When I am in that perfect place in the moment — when life just feels so great, life is simple. It is not complicated. It is not orchestrated. It isn’t planned. It is simply . . . fun. It is spontaneous. And timeless. It’s like having a terrific laugh with your best friend. . . the kind when you have to hold on to each other to keep standing. It’s like that hilarious inside joke with your sweetheart that only the two of you understand. You give each other the look, and you both just crack up.
It is like knowingly dodging some complicated pitfall in the day that would create a crazy amount of stress. It is stepping aside and letting the trouble molecules move on to different territory. Embracing simplicity. Cultivating mindfulness. Finding humor. Allowing love to light. It just feels so great. Life is good.

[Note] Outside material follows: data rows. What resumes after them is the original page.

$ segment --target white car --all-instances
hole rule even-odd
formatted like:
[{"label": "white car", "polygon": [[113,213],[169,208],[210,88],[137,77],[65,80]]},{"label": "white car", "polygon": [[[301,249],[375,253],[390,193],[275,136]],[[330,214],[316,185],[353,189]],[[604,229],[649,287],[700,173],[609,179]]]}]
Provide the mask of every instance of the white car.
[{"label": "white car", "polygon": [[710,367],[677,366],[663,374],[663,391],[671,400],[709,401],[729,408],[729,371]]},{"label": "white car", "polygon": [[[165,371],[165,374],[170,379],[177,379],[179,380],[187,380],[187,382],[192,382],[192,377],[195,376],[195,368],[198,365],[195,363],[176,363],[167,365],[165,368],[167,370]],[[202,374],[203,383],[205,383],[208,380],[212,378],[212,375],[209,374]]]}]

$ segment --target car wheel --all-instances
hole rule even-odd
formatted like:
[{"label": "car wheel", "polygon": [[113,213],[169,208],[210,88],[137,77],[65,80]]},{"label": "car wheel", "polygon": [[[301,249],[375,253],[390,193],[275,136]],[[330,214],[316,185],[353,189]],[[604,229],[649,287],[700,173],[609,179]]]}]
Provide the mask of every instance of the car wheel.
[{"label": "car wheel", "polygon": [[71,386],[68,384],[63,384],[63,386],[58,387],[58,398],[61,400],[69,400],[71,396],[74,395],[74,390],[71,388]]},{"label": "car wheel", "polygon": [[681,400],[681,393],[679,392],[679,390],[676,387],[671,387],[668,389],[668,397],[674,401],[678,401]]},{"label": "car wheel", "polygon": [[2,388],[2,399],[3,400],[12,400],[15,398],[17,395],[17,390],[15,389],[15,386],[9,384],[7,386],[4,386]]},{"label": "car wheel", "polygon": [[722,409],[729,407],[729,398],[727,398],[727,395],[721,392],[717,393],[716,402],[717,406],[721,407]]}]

“The simplest solutions are often the cleverest . . . They are also usually wrong.” I am not so sure about this. Perhaps this is true when you bomb your algebra final in a pre-req that you are doomed to repeat until a passing grade has been achieved. But when it comes to life and love and all things in between and around, I am thinking that over-thinking and over-projecting can complicate in ways that aren’t always the best. At least this is what life has repeatedly taught me. Sometimes it is best to see the truth and point to the obvious and just say it. Just do it. Be impetuous. Be bold. Exercise courage in making a decision. Point to x without apology. Without apology.
There is immense beauty in simplicity. I have fallen victim to over-complicating that which neither requested nor required my sometimes insanely-high levels of energy. Wow. Sometimes it is good to let things grow or to let them go. But to try to manage both at the same time? This takes me away from center — when it would be better to just Find x.
So beautifully simple: a2 + b2 = c2 The Pythagorean Theorem possibly has the most proofs of any mathematical theorem. It can even be generalized to include higher-dimensional spaces . . . the Pythagorean proof being one of rearrangement. Were I grading the answer to this math problem, I would give extra credit for originality in higher-dimensional thinking. For thinking outside the box. For admitting, “I have no idea what Pythagoras was thinking when he created this theorem. And I certainly have no idea what the answer to this problem is.” It takes a lot of courage to be creative when having absolutely no idea how to solve a problem.
When I cultivate an awareness of What’s Going On, I can feel my perceptions rearranging themselves as neatly as that of Pythagoras’ four identical right triangles. It all makes sense when you go into rearrangement mode. There is a neatness to it — a beautiful usefulness that precludes any single answer. Life opens up to a multitude of possibilities. There are a lot of places for x to light.
Find x. It’s right here all around me in a state of constant rearrangement– dependent on so many binding factors: appreciation, beauty, selflessness, creativity, positivity, identity. . . Is it really all this simple? Yes.